Our Strategic Plan provides staff working within the HSCP, Local Authority and Health Board partners and members of the public with information on how the HSCP will take forward the priorities of the Integration Joint Board (IJB) and the wider community to improve the health and social care outcomes of people in the city. 

We’re required by law to carry out a review of the Plan, taking into account the views of the people and communities across the city, and those of organisations and groups representing those people and communities. Normally, the engagement process would already be under way to review our Plan and develop a replacement Plan in time for March 2022, when our current plan expires. 

Currently, we’re not operating under normal circumstances. As well as the impact of the withdrawal from the European Union, the country is entering a period of recovery following the trauma and impact from the COVID-19 pandemic. In addition to that, following the recent Scottish Parliamentary elections, the Scottish Government is developing its priorities for the next parliamentary term and this will undoubtedly have an impact on the future of health and social care. 

Susanne Millar, Chief Officer said: “We don't think it’s fair to be asking people across our city to tell us over a short period of time what they feel the priorities for health and social care should be when there’s so much uncertainty and change on the horizon. We’ve taken the decision with our IJB, after consulting with our main planning groups (which include members of the public and community organisations), to extend the current Strategic Plan for 12 months, starting in March 2022. This means that from April 2022 the existing Plan will continue to be in place. 

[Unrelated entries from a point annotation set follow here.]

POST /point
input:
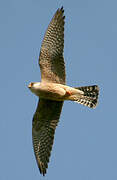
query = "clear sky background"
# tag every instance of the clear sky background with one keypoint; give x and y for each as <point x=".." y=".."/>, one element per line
<point x="85" y="146"/>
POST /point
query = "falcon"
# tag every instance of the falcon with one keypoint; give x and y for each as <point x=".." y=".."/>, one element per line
<point x="53" y="91"/>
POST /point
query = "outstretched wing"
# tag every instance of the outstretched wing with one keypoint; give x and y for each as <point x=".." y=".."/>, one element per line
<point x="51" y="59"/>
<point x="45" y="121"/>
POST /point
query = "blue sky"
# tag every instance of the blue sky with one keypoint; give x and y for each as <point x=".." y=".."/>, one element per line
<point x="85" y="146"/>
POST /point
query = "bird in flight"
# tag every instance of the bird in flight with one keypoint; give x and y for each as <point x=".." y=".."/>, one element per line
<point x="53" y="91"/>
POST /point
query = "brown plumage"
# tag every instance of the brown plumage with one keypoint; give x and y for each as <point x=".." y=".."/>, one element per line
<point x="52" y="91"/>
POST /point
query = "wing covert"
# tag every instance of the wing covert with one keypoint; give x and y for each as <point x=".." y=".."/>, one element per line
<point x="45" y="121"/>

“But we're not just looking to extend the timescale of the current Plan. We also want to change the way people feed into the review process and affect the new Plan. We're going to use the extra time we now have to plan how we engage with our key stakeholders to ensure we understand the best way to enable them to get involved with the review of the Plan and provide them with the support they need to remove any barriers to engaging with us".

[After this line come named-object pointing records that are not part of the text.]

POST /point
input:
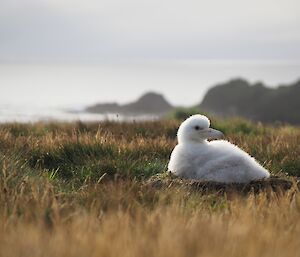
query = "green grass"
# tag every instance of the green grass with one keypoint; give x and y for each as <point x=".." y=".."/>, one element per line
<point x="82" y="189"/>
<point x="78" y="153"/>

The idea is to develop a new Strategic Plan that will take effect from March 2023. Between now and then we’ll engage with people and organisations across the city to ask what they think. We think this will allow time for some of the things we don't currently know to become clearer, so that when we ask their opinion, they’ll have more and better information on which to base their views. We hope this will avoid us having to ask the same questions more than once if things were to change mid-way through the engagement process. 
 
Wherever possible we’ll support organisations to carry out the engagement work so that people can engage with organisations and workers who they’re familiar with rather than with staff from the HSCP, if that’s the best way of increasing engagement. 
 
We’re very conscious that people have their own preferences for how they give and receive information. Not everyone wants to attend face-to-face events or complete paper surveys but equally not everyone wants to, or is able to, attend online meetings or complete online surveys. We’ll offer a wide range of ways for people / organisations to tell us what they think and we’ll make no assumptions about how we should do that. We’ll be led by people and the organisations they already work with. Exactly how we do this will become clear in the coming weeks and months. 
 
We’ll shortly begin to communicate with people and organisations across the city to plan the review, and we'll provide updates on our Twitter page and the HSCP website in the coming months on how to get involved. This is a new way for us to engage and there’ll be much to consider to do it properly. So please bear with us but we hope it proves to be successful and gives people a chance to influence the work of the HSCP in the areas that are important to them.